= Doug Weston =

American nightclub owner (1926–1999)

Alexander Douglas Weston (December 13, 1926 – February 14, 1999) was an American nightclub owner, known as the owner of The Troubadour nightclub in Los Angeles which in the 1960s and 1970s was particularly responsible for promoting many successful singer-songwriters in the early stages of their careers.

==Career==
Weston founded the club as a coffee house on La Cienega Boulevard in 1957. It moved to its current location at 9081 Santa Monica Boulevard, West Hollywood in 1961 and has remained open continuously ever since. The Troubadour played an important role in the careers of Elton John, Linda Ronstadt, the Eagles, the Byrds, Joni Mitchell, James Taylor, Carole King, Bonnie Raitt, JD Souther, Jackson Browne, Van Morrison, Buffalo Springfield, Guns N' Roses, and other prominent and successful performers whose early performances at the club helped establish their future fame. Los Angeles Times music critic Robert Hilburn said that Weston was "arguably the godfather of the Southern California singer-songwriter movement in the late '60s and early '70s".

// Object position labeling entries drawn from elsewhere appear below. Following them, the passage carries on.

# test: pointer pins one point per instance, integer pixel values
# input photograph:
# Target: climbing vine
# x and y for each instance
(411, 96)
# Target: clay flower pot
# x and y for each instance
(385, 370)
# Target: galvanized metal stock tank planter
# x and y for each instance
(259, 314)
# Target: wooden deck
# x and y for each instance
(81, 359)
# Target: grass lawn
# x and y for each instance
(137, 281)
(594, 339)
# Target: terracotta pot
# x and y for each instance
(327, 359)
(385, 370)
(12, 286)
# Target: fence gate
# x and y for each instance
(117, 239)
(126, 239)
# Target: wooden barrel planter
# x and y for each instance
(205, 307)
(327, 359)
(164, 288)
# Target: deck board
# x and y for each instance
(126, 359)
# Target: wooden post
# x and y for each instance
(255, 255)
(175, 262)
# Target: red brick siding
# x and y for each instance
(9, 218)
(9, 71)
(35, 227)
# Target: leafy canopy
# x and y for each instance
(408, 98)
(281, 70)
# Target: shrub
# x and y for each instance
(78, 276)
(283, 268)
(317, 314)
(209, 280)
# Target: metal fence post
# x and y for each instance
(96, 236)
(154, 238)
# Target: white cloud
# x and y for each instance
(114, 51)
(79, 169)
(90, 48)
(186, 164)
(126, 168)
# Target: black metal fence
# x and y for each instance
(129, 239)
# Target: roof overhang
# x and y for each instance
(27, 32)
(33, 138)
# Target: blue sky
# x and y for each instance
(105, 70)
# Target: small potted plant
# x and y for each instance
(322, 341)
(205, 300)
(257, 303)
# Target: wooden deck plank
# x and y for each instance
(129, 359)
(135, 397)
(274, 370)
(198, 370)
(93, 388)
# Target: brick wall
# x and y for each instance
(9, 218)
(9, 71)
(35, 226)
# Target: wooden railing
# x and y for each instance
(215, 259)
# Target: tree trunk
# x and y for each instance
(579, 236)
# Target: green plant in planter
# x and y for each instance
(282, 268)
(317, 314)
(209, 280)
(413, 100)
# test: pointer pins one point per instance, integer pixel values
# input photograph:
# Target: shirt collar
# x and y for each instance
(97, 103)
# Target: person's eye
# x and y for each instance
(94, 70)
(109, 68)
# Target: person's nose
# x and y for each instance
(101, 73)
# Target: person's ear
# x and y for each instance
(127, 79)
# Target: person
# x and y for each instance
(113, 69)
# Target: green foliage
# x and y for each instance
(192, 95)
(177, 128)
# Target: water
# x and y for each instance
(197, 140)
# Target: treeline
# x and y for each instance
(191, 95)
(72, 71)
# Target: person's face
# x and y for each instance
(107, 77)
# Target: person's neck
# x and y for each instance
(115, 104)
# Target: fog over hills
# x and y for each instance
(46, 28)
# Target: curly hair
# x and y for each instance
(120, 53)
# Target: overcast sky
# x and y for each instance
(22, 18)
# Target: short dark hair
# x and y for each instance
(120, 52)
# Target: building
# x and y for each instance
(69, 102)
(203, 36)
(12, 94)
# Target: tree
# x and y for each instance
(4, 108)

A charismatic impresario, 6'6" tall with long hair, Weston became known for the agreements he made with new artists, which stipulated that, after they became famous, they would return to the club to perform. According to Hilburn:

At first, the pop world bowed to Weston's contract provisions because of the room's proven power. But industry figures finally rebelled against the demands and his increasingly eccentric behaviour, the latter due to heavy use of alcohol and drugs.

==Later life and death==
In later years, Weston was no longer involved in running the club, but retained ownership. He died from pneumonia in a Los Angeles hospital on February 14, 1999, aged 72. A memorial was held at the Troubadour with performances and dedications from musicians as a tribute to him for his role in the success in so many entertainers' careers.

==In media==
Weston and the Troubadour feature in the 2019 Elton John biopic Rocketman with Tate Donovan playing Weston. Weston and the Troubadour are also featured in the 2020 David Mitchell novel Utopia Avenue.